FAQ
Anyone have insight on the following message from a near-TRUNK namenode log?

2007-11-26 01:16:23,282 WARN dfs.StateChange - DIR*
NameSystem.startFile: failed to create file
/hbase/hregion_-1194436719/oldlogfile.log for DFSClient_610028837 on
client 38.99.77.80 because current leaseholder is trying to recreate file.

It starts for no apparent reason. There is no exception or warning
preceding it in the log, and creation of files in dfs by pertinent code
has been working fine for a good while before this. After it starts,
it repeats every minute until the client-side goes away.
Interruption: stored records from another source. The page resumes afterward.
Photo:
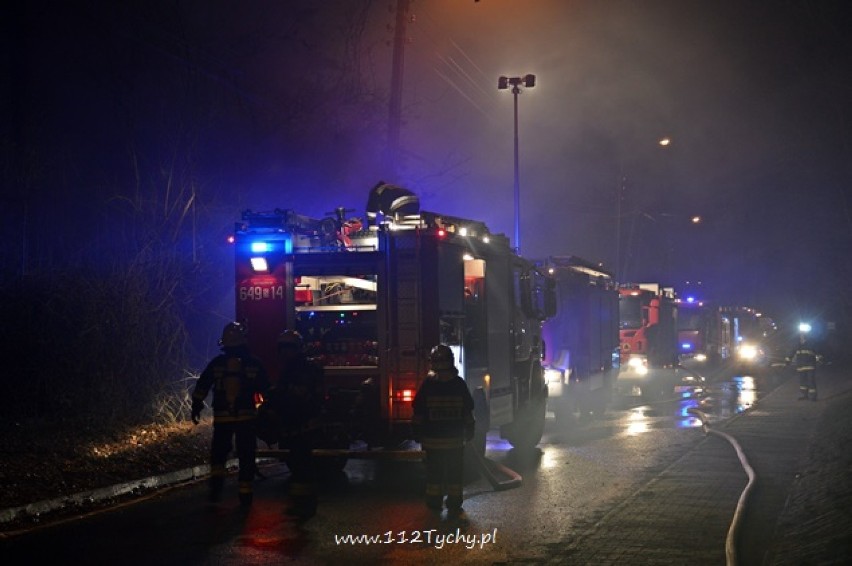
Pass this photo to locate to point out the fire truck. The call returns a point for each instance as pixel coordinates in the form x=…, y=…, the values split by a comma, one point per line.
x=648, y=337
x=704, y=334
x=582, y=356
x=372, y=302
x=754, y=339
While the
client is up, it retries creating the file every 5 minutes or so.

From the client-side, the exception looks like this:

34974 2007-11-26 01:21:23,999 WARN hbase.HMaster - Processing pending
operations: ProcessServerShutdown of XX.XX.XX.XX:60020
34975 org.apache.hadoop.dfs.AlreadyBeingCreatedException:
org.apache.hadoop.dfs.AlreadyBeingCreatedException: failed to create
file /hbase/hregion_-1194436719/oldlogfile.log for DFSClient_610028837
on client XX.XX.XX.XX because curren t leaseholder is trying to recreate
file.
34976 at
org.apache.hadoop.dfs.FSNamesystem.startFileInternal(FSNamesystem.java:848)
34977 at org.apache.hadoop.dfs.FSNamesystem.startFile(FSNamesystem.java:804)
34978 at org.apache.hadoop.dfs.NameNode.create(NameNode.java:276)
34979 at sun.reflect.GeneratedMethodAccessor13.invoke(Unknown Source)
34980 at
sun.reflect.DelegatingMethodAccessorImpl.invoke(DelegatingMethodAccessorImpl.java:25)
34981 at java.lang.reflect.Method.invoke(Method.java:597)
34982 at org.apache.hadoop.ipc.RPC$Server.call(RPC.java:379)
34983 at org.apache.hadoop.ipc.Server$Handler.run(Server.java:596)
34984
34985 at sun.reflect.NativeConstructorAccessorImpl.newInstance0(Native
Method)
34986 at
sun.reflect.NativeConstructorAccessorImpl.newInstance(NativeConstructorAccessorImpl.java:39)
34987 at
sun.reflect.DelegatingConstructorAccessorImpl.newInstance(DelegatingConstructorAccessorImpl.java:27)
34988 at java.lang.reflect.Constructor.newInstance(Constructor.java:513)
34989 at
org.apache.hadoop.hbase.RemoteExceptionHandler.decodeRemoteException(RemoteExceptionHandler.java:82)
34990 at org.apache.hadoop.hbase.HMaster.run(HMaster.java:1094)

The code is not exotic:

SequenceFile.Writer w = SequenceFile.createWriter(fs,
conf, logfile, HLogKey.class, HLogEdit.class);

(See HLog from hbase around #180 if you want to see more context).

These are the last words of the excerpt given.